Crews with backhoes and several other heavy equipment scooped up broken glass, splintered boards, chunks of asphalt and other debris in the hurricane-flattened Mexico Beach on Sunday as the mayor held out some hope for the 250 or so residents who may have made an attempt to ride out the storm.
The death toll stood at 17 from Michael’s destructive march from Florida to Virginia. As of now, just one is confirmed dead so far in this Florida Panhandle town of about 1,000 people which took a direct hit from the hurricane and its high intensity winds with a speed of 155 mph last week.
Crews worked really hard to clear the building debris along with the rubble from a collapsed section of the beachfront highway.
Mayor Al Cathey estimated that 250 residents stayed behind when the hurricane struck. He said he is very hopeful about their fate. Search and rescue people in the beach town had already combed areas with the worst damage, he added.
Cathey said that if we lose only one life, that is going to be a miracle for him.
He said that enough food and water had been brought in for the residents who remain and even some cellphone services had returned to the devastated community.
5 days after the storm, a large swath of the Panhandle was suffering, from little beach towns to the larger Panama City to rural communities which are miles from where the hurricane came ashore.
Sen. Marco Rubio said that there are a lot of inland areas, some of these poor rural counties to the north of there which have taken a devastating hit.
He said he is talking about poor people, many of them are who are older, isolated in many cases from roads, including some dirt roads that are completely cut off right now.
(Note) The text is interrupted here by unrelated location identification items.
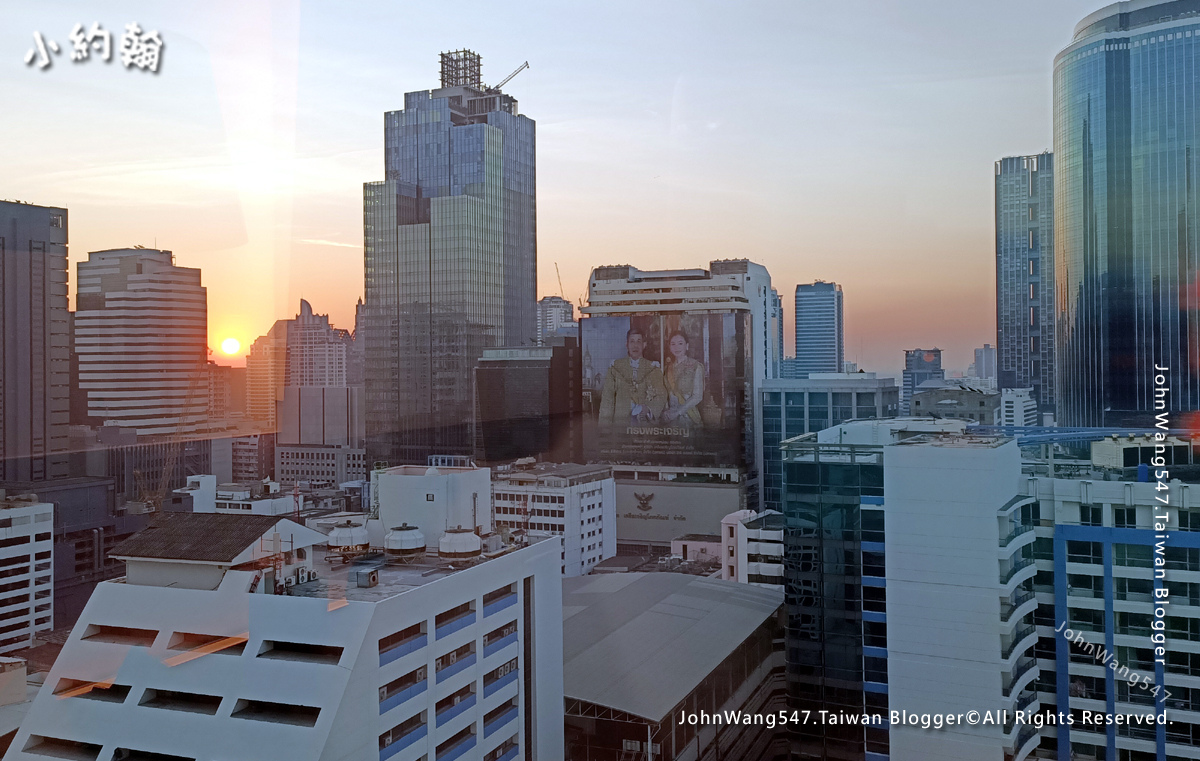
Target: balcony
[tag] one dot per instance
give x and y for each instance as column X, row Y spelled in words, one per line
column 498, row 721
column 1017, row 567
column 1021, row 670
column 491, row 648
column 1018, row 639
column 509, row 678
column 450, row 627
column 449, row 670
column 1015, row 604
column 1019, row 529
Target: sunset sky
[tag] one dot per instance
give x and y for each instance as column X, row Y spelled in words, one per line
column 847, row 141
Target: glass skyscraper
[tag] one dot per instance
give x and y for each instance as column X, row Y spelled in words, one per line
column 450, row 255
column 1025, row 315
column 1125, row 138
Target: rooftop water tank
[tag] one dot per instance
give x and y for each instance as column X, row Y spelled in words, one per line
column 348, row 537
column 405, row 543
column 460, row 543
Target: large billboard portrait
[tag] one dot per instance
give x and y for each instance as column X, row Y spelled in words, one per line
column 666, row 388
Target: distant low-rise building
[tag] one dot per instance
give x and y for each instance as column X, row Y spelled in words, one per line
column 27, row 556
column 753, row 545
column 576, row 502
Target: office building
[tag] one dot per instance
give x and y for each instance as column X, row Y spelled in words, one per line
column 1018, row 407
column 141, row 336
column 555, row 313
column 753, row 545
column 267, row 371
column 322, row 436
column 937, row 528
column 643, row 648
column 27, row 555
column 919, row 365
column 450, row 251
column 528, row 403
column 143, row 468
column 955, row 399
column 317, row 353
column 1025, row 276
column 253, row 456
column 820, row 337
column 198, row 652
column 87, row 525
column 576, row 502
column 793, row 407
column 1125, row 216
column 34, row 322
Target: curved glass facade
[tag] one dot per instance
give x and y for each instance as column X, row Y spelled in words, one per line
column 1125, row 138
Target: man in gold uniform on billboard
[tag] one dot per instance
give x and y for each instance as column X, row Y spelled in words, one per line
column 634, row 391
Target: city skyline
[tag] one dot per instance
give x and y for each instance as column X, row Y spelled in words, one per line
column 229, row 156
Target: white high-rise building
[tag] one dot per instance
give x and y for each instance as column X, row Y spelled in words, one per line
column 198, row 653
column 553, row 312
column 576, row 502
column 141, row 336
column 27, row 557
column 1017, row 407
column 34, row 324
column 317, row 352
column 820, row 336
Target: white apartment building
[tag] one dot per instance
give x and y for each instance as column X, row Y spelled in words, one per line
column 753, row 547
column 141, row 335
column 576, row 502
column 203, row 659
column 27, row 569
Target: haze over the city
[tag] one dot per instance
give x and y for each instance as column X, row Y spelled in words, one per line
column 850, row 142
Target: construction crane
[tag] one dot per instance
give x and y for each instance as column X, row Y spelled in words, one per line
column 505, row 81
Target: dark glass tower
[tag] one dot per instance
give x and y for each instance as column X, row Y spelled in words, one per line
column 450, row 255
column 1025, row 311
column 1126, row 131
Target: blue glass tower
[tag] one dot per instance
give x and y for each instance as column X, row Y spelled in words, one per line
column 450, row 253
column 1125, row 138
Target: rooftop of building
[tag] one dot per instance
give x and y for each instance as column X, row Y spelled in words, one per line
column 18, row 499
column 771, row 520
column 1134, row 13
column 341, row 581
column 708, row 538
column 427, row 469
column 543, row 472
column 198, row 537
column 642, row 642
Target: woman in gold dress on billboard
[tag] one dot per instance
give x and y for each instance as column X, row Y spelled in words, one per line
column 685, row 384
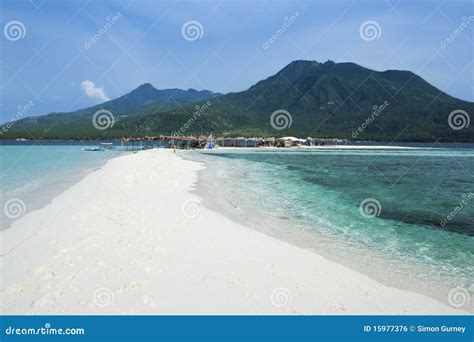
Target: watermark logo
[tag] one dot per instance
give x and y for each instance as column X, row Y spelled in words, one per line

He added that they still haven’t been able to reach those people in a number of days.
An untold number of people across the region have their homes damaged, have no power, and don’t have the means to relocate, either to a new or temporary shelter.
As crews cleared trees and power lines, more roads were becoming passable, but traffic lights remained out and there were long lines at the very few gas stations which are open.
Florida officials evacuated around 3,000 inmates from two hurricane damaged prisons — the Gulf Correctional Institution and the Calhoun Correctional Institution. They had damage to the roof and the infrastructure which are critical for security, authorities said. However, no inmates or staff members were injured.